ZEFR

Manager, Machine Learning Operations (MLOps)

ZEFR$170K — $230K *
Information Technology
5 - 7 years of experience
Job Overview by Ladders

Qualifications

  • Bachelor's or Master's degree in Computer Science or related field.
  • 5+ years of experience in Machine Learning Engineering or MLOps.
  • 1+ year of leadership experience in engineering teams.
  • Expertise in ML model deployment and production systems.
  • Hands-on experience with transformer architectures for NLP and vision tasks.
  • Deep understanding of multimodal embedding techniques.
  • Experience with large language models (LLMs).

Responsibilities

  • Lead and grow a Machine Learning Operations team.
  • Design scalable ML infrastructure for model training and deployment.
  • Establish best practices for ML model lifecycle management.
  • Develop CI/CD pipelines for machine learning workflows.
  • Optimize model inference performance for production systems.
  • Collaborate with ML Engineers and Data Scientists on model productionization.
  • Implement monitoring and observability solutions for ML systems.

Benefits

  • Flexible PTO
  • Medical, dental, and vision insurance with FSA options
  • Company-paid life insurance
  • Paid parental leave
  • 401(k) with company match
  • Professional development opportunities
  • 14 paid holidays off
  • Flexible hybrid work schedule
  • 'Summer Fridays' for shorter workdays in summer
  • Free in-office lunches and snacks
  • Optional in-person and virtual events.
Full Job Description
What You'll Do:

We are hiring a Manager of Machine Learning Operations to lead our ML Ops team and drive the infrastructure, tooling, and processes that enable our machine learning systems to operate at scale.

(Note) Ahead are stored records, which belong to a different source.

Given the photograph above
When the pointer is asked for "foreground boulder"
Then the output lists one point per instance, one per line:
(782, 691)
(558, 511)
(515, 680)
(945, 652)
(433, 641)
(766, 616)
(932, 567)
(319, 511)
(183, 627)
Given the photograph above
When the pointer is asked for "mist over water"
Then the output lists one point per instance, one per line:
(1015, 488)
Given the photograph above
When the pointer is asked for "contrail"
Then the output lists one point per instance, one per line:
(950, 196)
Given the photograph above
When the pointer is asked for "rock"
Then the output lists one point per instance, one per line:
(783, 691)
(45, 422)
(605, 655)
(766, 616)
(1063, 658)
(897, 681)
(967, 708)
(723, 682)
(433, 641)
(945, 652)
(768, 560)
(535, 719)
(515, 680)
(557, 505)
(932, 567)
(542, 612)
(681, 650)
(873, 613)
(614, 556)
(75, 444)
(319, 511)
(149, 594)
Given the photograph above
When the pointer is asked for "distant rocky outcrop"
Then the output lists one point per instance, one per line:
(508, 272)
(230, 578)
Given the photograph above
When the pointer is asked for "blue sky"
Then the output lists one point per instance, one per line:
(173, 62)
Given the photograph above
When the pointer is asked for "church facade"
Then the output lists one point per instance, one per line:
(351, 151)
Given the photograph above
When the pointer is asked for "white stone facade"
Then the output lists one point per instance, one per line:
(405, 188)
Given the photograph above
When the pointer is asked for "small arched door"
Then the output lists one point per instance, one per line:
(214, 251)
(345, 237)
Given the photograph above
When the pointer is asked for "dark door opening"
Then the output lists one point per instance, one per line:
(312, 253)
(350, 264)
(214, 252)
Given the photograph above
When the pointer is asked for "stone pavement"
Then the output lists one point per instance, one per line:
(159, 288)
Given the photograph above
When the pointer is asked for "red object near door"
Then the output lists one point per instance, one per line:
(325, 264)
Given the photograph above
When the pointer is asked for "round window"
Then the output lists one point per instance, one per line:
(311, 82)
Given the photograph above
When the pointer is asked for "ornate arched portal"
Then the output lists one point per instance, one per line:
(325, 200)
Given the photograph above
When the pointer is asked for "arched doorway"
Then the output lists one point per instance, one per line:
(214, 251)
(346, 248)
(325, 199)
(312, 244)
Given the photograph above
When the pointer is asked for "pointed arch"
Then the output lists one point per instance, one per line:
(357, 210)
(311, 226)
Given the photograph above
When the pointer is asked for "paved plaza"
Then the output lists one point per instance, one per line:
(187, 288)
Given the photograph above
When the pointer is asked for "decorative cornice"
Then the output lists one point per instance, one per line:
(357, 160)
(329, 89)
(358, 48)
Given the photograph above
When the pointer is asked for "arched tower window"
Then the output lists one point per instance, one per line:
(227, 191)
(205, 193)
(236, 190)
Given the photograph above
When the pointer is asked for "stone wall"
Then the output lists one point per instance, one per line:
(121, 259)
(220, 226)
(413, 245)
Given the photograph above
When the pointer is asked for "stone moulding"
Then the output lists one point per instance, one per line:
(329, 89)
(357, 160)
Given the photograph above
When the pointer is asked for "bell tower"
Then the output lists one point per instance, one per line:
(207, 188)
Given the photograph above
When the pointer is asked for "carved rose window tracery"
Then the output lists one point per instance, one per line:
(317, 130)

You will oversee the deployment, monitoring, and optimization of ML models that process multi-terabytes of social media platform data from TikTok, YouTube, Facebook, Instagram, and Snap. In this role, you will lead a team of engineers responsible for building and maintaining robust ML pipelines, ensuring model reliability in production, and implementing best practices for model lifecycle management. You will collaborate closely with ML Engineers and Data Scientists to bridge the gap between research and production. We are excited to welcome a leader who is passionate about building scalable ML infrastructure and developing high-performing teams.

Key Responsibilities:
• Lead, mentor, and grow a team of Machine Learning Engineers, fostering a culture of innovation and continuous improvement
• Design and implement scalable ML infrastructure for model training, deployment, and serving
• Establish and enforce best practices for ML model lifecycle management, including versioning, testing, and monitoring
• Develop and maintain CI/CD pipelines for machine learning workflows
• Optimize model inference performance and reduce latency/cost across production systems
• Collaborate with ML Engineers and Data Scientists to productionize models efficiently
• Implement robust monitoring, alerting, and observability solutions for ML systems
• Drive technical decisions on ML Ops tooling, infrastructure, and architecture
• Ensure high availability and reliability of ML services at scale
• Manage project timelines, priorities, and resource allocation for the ML Ops team

Tech Stack:
Languages: Python, SQL
Data Stores: Snowflake, Qdrant, GCS
Data Processing: DBT, Pandas, Ray
DevOps: GitHub Actions, Docker, Terraform, Kubernetes, ArgoCD, AWS, GCP, Datadog
MLOps: Triton Inference Server, Weights and Biases, ONNX, TensorRT LLM, vLLM, SGLang
ML: Voxel51 Teams, Transformers, PyTorch, HuggingFace

What We're Looking For:
• Bachelor's or Master's degree in Computer Science or related field with 5+ years of professional experience in ML Engineering or MLOps
• 1+ years of experience leading or guiding engineering teams in either formal or informal leadership roles
• Deep expertise in ML model deployment, serving infrastructure, and production ML systems
• Hands-on experience with transformer architectures (e.g., BERT, ViT) for natural language and vision tasks.
• Strong understanding of multimodal embedding techniques for integrating text, image, audio, and structured data.
• Experience with LLM models such as Gemini, GPT, Claude, Qwen, etc.
• Experience with ML experiment tracking, model versioning, and feature stores
• Strong understanding of CI/CD principles applied to ML workflows
• Experience optimizing model inference performance (ONNX, TensorRT, or similar)
• Excellent leadership, communication, and stakeholder management skills
• Track record of building and scaling high-performing engineering teams
• Openness to new technologies and creative solutions

Nice to Have:
• Experience with ad tech and digital advertising ecosystem
• Experience with multimodal LLM fine-tuning

Benefits (for US-based employees):
• Flexible PTO
• Medical, dental, and vision insurance with FSA options
• Company-paid life insurance
• Paid parental leave
• 401(k) with company match
• Professional development opportunities
• 14 paid holidays off
• Flexible hybrid work schedule
• "Summer Fridays" (shorter work days on select Fridays during the summertime)
• In-office lunches and lots of free food
• Optional in-person and virtual events (we like to celebrate!)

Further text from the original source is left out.